Benach J, Atrian S, Gonzàlez-Duarte R, Ladenstein R
Karolinska Institutet, Novum, Center for Structural Biochemistry, Huddinge, S-14157, Sweden.
J Mol Biol. 1999 Jun 4;289(2):335-55. doi: 10.1006/jmbi.1999.2765.

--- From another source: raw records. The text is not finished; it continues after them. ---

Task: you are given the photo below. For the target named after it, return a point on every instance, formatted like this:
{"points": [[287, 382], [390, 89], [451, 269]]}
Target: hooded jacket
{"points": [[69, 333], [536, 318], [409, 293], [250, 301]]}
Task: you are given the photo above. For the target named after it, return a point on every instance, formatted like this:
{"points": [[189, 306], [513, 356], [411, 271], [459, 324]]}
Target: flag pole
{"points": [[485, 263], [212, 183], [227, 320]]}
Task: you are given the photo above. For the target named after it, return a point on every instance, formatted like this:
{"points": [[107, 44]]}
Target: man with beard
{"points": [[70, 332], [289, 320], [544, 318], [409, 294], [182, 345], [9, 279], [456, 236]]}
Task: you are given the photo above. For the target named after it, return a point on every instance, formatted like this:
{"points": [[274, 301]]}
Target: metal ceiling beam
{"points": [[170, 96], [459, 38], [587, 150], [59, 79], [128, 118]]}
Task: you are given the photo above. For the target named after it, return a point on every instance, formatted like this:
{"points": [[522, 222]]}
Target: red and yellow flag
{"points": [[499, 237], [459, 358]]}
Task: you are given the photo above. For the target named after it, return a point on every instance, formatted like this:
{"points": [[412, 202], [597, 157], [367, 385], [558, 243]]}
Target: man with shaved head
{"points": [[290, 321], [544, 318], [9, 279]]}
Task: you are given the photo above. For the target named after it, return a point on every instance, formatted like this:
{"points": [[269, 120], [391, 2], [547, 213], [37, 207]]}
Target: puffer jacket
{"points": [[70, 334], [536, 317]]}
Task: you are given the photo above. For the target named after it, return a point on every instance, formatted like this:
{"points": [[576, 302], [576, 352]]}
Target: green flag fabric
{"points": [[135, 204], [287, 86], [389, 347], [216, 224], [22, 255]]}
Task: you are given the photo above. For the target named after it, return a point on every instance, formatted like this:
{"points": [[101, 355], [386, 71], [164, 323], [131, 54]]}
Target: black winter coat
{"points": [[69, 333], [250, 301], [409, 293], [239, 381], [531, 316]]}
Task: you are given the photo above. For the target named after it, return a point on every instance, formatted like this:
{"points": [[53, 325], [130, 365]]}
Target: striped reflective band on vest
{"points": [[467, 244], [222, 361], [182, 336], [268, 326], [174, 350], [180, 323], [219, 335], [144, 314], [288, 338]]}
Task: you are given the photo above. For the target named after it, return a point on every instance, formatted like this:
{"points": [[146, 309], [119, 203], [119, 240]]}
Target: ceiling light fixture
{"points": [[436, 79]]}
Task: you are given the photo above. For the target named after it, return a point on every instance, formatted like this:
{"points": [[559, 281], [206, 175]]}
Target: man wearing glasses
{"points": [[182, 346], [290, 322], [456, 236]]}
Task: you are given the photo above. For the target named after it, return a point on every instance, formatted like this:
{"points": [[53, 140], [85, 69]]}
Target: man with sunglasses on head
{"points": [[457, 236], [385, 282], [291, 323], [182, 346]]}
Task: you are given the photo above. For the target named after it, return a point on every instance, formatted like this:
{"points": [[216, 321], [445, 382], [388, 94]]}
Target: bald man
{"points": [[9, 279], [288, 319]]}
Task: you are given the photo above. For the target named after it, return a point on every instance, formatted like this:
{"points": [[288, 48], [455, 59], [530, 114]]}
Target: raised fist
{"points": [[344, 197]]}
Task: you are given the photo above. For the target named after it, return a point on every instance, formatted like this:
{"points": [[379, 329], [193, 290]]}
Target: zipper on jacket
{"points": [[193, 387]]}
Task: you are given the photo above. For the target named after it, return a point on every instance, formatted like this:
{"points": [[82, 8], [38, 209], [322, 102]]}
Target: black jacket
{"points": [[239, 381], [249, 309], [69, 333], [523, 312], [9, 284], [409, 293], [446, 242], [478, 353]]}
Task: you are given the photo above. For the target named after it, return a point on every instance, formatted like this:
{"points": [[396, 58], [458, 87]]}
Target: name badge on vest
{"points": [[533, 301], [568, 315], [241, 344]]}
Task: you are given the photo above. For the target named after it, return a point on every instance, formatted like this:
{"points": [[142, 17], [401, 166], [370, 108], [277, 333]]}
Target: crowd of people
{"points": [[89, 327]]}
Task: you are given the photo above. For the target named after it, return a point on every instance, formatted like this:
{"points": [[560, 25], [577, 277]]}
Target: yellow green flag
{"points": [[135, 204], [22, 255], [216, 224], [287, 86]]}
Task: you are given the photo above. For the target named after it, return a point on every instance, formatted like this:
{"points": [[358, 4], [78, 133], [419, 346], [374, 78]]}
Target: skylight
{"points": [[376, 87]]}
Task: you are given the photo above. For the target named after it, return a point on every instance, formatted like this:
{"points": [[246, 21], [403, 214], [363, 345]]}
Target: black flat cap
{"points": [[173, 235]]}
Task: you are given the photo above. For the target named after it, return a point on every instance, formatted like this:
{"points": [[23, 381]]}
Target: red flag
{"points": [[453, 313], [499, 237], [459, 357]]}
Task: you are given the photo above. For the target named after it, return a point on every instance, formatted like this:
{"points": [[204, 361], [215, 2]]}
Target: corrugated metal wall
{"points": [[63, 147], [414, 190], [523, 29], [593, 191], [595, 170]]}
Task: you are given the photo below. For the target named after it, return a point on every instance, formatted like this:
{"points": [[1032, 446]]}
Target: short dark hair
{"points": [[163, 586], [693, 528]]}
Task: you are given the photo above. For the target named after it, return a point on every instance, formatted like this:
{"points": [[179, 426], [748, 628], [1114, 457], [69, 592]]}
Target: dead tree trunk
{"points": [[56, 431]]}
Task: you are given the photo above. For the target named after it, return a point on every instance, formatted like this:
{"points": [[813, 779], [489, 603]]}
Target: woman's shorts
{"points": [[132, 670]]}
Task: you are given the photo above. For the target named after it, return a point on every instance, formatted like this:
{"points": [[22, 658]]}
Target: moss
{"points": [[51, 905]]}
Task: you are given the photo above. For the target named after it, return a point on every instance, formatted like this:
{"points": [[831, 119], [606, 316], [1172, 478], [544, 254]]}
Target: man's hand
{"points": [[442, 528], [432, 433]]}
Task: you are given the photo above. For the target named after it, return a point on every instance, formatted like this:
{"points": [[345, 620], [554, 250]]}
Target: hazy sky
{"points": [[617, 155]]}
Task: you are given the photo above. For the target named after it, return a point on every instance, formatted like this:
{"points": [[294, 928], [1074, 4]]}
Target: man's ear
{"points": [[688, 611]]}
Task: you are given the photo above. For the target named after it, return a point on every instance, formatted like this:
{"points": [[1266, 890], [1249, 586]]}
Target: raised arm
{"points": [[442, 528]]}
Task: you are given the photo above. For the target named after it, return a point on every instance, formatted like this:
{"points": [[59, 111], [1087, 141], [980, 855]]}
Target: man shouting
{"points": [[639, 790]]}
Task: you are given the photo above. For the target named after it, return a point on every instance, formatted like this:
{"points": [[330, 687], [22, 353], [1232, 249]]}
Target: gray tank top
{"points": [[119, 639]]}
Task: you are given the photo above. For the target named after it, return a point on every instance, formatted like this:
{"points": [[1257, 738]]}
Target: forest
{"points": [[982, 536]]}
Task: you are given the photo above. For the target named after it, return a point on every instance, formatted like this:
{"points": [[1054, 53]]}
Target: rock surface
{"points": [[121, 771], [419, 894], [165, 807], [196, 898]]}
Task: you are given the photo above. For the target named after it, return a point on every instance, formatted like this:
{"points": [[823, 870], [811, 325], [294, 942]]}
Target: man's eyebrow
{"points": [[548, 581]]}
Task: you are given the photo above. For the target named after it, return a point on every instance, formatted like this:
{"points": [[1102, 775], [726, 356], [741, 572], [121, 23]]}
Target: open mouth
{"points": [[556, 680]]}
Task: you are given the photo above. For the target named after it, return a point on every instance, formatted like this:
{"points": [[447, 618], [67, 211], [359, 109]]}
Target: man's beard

Drosophila alcohol dehydrogenase (DADH) is an NAD+-dependent enzyme that catalyzes the oxidation of alcohols to aldehydes/ketones. DADH is the member of the short-chain dehydrogenases/reductases family (SDR) for which the largest amount of biochemical data has been gathered during the last three decades. The crystal structures of one binary form (NAD+) and three ternary complexes with NAD+.acetone, NAD+.3-pentanone and NAD+.cyclohexanone were solved at 2.4, 2.2, 1. 4 and 1.6 A resolution, respectively. From the molecular interactions observed, the reaction mechanism could be inferred. The structure of DADH undergoes a conformational change in order to bind the coenzyme. Furthermore, upon binding of the ketone, a region that was disordered in the apo form (186-191) gets stabilized and closes the active site cavity by creating either a small helix (NAD+. acetone, NAD+.3-pentanone) or an ordered loop (NAD+.cyclohexanone). The active site pocket comprises a hydrophobic bifurcated cavity which explains why the enzyme is more efficient in oxidizing secondary aliphatic alcohols (preferably R form) than primary ones. Difference Fourier maps showed that the ketone inhibitor molecule has undergone a covalent reaction with the coenzyme in all three ternary complexes. Due to the presence of the positively charged ring of the coenzyme (NAD+) and the residue Lys155, the amino acid Tyr151 is in its deprotonated (tyrosinate) state at physiological pH. Tyr151 can subtract a proton from the enolic form of the ketone and catalyze a nucleophilic attack of the Calphaatom to the C4 position of the coenzyme creating an NAD-ketone adduct. The binding of these NAD-ketone adducts to DADH accounts for the inactivation of the enzyme. The catalytic reaction proceeds in a similar way, involving the same amino acids as in the formation of the NAD-ketone adduct. The p Kavalue of 9-9.5 obtained by kinetic measurements on apo DADH can be assigned to a protonated Tyr151 which is converted to an unprotonated tyrosinate (p Ka7.6) by the influence of the positively charged nicotinamide ring in the binary enzyme-NAD+form. pH independence during the release of NADH from the binary complex enzyme-NADH can be explained by either a lack of electrostatic interaction between the coenzyme and Tyr151 or an apparent p Kavalue for this residue higher than 10.0.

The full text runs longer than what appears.